A vision: Jesus has just told His disciples to stop
hindering the mothers who are bringing their children to Him for blessing. “Let
the little children come to Me,” He says, “for to such as these belongs the
kingdom of heaven.” Along comes the Reverend Anne Fowler in her clerical collar
and places at His feet the dismembered body of a tiny infant. “I had this one
killed so I could serve You,” she says. “Wrong god,” says the Lord.
A vision: on Judgment Day, it is the turn of the Reverend
Anne Fowler, M. Div., Episcopal priest. “Lord, Lord,” she says, “look at all I’ve
done for you. I got a theology degree, and the Episcopal church ordained me.
See the collar? Not many women get one, you know. Didn’t I serve as chaplain
for Planned Parenthood? Wasn’t I part of the Religious Coalition for
Reproductive Choice? Didn’t I counsel young women that abortion is a moral
choice?”
Jesus asks, “Where is the baby?”
“The what? Oh, the pregnancy, the product of conception.
Well, you know I just had to abort it. I’d broken up with my husband, and I was
sleeping with a guy during my seminary studies, and he just wouldn’t be a
suitable father at all, and I already had one kid, and I really, really wanted
to be a priest. In the church. You know. For You.”
Jesus holds out His hand. In it are the torn and bloody
bits of a small baby. “His blood has been crying out to me since that day,” He
says. “You might have loved him. You might have cared for him. Did you not know
that whatever you do for one of the little ones, you do for Me? Or to Me?” Then
He covers the little body with His other hand and lowers it gently to the
ground. In its place appears a beautiful and glorious young man who looks at
her with pity and says, “Mother.”
Then two things happen at once. The Lord says, “Away from
Me. I never knew you,” and the Reverend Anne Fowler begins a long, long fall.
An amicus brief presented to the Supreme Court, which is
reviewing whether abortion clinics in Texas can be required by law to be
sanitary and to employ doctors who would be allowed to admit patients to a
hospital if they should, say, rip a hole in the uterus while suctioning a baby
out, said that Anne Fowler “accidentally” became pregnant during her second
year at Episcopal Divinity School. No, not running with turkey baster, but
sleeping with a guy she figured would not be a “suitable parent.” I wonder who
was babysitting the child from her broken marriage while she was having her fornication
break. Was it between Theology I and New Testament Interp.?
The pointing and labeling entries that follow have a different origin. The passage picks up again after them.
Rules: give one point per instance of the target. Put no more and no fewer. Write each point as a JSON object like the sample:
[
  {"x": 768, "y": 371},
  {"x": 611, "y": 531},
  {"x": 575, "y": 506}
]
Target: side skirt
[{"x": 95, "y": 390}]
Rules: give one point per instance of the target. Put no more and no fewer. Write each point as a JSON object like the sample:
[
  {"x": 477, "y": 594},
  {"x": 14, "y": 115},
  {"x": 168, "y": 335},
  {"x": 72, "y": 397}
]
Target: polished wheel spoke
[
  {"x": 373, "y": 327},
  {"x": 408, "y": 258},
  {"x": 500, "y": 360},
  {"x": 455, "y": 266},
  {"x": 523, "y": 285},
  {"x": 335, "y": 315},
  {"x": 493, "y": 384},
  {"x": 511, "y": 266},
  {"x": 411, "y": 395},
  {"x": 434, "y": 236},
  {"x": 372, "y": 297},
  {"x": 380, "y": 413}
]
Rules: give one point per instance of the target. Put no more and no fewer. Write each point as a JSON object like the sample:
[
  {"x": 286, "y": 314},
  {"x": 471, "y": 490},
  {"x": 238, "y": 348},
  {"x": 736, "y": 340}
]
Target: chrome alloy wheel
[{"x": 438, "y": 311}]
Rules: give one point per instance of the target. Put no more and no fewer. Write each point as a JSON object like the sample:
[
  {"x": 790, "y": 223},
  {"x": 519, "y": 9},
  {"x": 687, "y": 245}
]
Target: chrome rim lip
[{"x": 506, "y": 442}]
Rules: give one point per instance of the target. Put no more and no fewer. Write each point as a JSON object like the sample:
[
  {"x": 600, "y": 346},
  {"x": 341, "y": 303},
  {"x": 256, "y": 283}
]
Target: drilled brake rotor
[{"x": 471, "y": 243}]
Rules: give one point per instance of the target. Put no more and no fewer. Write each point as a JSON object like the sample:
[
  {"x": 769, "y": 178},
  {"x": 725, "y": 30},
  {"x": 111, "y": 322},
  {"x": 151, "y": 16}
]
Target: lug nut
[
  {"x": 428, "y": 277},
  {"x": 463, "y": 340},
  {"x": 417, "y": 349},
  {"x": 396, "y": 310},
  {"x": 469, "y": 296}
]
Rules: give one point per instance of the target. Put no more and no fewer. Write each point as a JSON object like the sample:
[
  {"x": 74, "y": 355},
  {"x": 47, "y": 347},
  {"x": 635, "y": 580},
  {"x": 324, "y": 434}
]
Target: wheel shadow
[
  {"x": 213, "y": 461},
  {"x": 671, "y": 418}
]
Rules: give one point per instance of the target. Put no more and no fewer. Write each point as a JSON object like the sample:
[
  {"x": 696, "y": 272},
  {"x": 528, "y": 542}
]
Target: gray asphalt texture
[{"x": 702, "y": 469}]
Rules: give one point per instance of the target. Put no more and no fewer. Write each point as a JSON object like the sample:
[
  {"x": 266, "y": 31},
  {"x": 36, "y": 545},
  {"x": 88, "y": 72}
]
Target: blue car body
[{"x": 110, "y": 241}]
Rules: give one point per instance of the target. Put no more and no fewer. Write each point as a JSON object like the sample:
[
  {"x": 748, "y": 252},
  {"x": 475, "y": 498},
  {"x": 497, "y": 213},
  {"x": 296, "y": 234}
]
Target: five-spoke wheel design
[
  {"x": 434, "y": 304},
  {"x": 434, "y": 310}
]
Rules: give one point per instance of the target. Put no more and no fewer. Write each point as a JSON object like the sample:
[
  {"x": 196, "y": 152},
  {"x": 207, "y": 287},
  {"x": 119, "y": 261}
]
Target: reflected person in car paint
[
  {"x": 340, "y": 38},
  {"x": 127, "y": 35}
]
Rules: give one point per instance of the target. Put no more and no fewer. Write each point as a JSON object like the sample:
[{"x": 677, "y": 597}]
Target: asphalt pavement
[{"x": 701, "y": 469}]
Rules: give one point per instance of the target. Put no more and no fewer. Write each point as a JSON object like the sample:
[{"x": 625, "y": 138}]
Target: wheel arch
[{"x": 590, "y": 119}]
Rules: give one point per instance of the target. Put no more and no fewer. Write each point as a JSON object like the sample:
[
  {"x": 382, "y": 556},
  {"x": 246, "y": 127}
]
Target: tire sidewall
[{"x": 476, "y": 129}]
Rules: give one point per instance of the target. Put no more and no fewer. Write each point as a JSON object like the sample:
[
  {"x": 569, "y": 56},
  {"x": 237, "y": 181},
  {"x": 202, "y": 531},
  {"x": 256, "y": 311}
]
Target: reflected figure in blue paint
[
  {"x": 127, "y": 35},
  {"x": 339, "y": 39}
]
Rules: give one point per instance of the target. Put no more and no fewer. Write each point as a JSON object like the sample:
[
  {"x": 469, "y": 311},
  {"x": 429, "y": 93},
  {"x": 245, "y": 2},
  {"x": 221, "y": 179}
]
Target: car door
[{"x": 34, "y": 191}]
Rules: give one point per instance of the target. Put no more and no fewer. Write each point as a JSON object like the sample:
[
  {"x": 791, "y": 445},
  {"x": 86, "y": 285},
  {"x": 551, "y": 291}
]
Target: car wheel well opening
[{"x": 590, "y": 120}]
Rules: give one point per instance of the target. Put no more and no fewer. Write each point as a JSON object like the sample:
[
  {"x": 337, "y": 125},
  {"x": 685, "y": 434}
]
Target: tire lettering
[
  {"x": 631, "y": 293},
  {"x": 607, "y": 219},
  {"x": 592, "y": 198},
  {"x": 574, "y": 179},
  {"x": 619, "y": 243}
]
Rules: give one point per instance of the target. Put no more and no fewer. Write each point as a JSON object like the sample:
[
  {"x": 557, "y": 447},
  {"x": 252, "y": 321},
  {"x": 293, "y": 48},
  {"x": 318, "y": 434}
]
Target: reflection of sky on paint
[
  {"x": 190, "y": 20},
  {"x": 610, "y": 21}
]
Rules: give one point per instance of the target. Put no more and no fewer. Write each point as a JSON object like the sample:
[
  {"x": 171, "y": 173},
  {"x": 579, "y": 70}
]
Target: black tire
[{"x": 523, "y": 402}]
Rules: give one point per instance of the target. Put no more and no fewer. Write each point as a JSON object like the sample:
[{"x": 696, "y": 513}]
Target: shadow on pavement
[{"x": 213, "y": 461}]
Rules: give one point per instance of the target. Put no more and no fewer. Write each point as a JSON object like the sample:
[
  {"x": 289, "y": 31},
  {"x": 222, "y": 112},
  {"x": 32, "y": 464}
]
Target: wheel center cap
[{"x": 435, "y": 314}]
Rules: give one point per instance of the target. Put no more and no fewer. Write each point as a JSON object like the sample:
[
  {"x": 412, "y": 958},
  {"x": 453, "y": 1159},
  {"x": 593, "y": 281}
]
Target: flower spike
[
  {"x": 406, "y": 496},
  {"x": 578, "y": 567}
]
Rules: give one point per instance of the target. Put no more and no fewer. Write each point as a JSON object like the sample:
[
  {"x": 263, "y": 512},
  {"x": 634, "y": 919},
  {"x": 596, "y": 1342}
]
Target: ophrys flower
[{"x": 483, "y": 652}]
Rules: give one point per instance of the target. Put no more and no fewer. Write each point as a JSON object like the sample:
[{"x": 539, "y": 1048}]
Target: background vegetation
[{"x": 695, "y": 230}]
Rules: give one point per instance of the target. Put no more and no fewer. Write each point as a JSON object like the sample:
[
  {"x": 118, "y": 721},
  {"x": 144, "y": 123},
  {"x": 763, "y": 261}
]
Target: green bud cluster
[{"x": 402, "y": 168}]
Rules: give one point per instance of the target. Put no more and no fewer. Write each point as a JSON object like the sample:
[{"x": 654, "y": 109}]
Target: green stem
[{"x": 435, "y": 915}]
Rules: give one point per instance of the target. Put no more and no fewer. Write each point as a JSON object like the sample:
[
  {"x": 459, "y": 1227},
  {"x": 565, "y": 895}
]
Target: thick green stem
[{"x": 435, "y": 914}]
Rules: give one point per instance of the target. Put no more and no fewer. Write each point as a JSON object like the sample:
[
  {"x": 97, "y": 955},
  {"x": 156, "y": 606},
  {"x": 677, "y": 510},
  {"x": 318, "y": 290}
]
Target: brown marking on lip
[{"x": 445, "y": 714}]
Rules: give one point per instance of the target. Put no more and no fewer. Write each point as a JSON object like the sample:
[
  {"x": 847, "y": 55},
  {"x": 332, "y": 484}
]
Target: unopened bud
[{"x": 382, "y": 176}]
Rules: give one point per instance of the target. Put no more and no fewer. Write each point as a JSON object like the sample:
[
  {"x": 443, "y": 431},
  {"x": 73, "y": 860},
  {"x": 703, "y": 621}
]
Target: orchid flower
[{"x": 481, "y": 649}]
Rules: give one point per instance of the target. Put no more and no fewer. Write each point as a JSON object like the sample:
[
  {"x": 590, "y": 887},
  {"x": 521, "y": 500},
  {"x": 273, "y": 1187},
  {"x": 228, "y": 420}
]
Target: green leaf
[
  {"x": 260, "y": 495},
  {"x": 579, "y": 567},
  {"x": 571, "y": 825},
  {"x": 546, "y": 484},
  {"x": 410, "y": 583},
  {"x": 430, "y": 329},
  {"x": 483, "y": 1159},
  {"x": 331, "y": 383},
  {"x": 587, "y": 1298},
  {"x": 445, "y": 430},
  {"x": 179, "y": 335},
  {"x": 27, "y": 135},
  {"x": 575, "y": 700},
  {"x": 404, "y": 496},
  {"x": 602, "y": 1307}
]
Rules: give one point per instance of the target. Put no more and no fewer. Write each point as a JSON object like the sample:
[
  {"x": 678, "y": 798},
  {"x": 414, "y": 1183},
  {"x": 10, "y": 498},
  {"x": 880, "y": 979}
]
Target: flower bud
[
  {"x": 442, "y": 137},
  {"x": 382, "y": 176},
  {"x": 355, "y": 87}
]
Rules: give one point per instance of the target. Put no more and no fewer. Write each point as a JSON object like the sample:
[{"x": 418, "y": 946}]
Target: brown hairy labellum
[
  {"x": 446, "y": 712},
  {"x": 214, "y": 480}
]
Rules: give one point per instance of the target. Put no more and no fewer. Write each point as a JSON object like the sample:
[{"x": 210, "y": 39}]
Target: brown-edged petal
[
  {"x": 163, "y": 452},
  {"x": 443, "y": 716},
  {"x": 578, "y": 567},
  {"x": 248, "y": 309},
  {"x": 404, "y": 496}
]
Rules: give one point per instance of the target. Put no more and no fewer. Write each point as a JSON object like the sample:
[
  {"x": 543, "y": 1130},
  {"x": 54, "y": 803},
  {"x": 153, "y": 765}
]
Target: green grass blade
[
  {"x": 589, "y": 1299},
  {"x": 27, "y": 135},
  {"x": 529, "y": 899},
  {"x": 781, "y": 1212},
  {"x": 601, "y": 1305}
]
“Already solely responsible for her daughter, Anne knew she
could not complete Divinity School and pursue a career as a priest if she did
not have an abortion.” There may be a certain three on the Court who, when they
meet again, will find this compelling. “Well, sure, who wouldn’t kill any
number of kids for a career as a priest?” To others of us, it is the most
stunning perversion of humanity, religion, responsibility and, God help us, “divinity”
that any sinful human mind could possibly concoct. Yet she presents it to the
Supreme Court of the United States as a good argument not to place any
restrictions, not even those of sanitation, on abortion mills. It strikes me
that, like Gloria Steinem, she has built a career as a life-long excuse for
that bloody, selfish decision.
It’s hard to pick a “worst of all” from this reeking pile, but
this may come close. One of the achievements she touts as made possible by her
baby’s death is that “she meets many pregnant women who are very young or
struggling economically or emotionally” and reassures them that it’s necessary
and right to abort their children. “Things that cause people to sin are bound
to come,” said Jesus, “but woe to that person through whom they come. It would
be better for him to be thrown into the sea with a millstone tied around his
neck than for him to cause one of these little ones to sin.”
I’m pretty sure you cannot bring others along to make
sacrifice to Moloch and expect the approval of the Prince of Peace.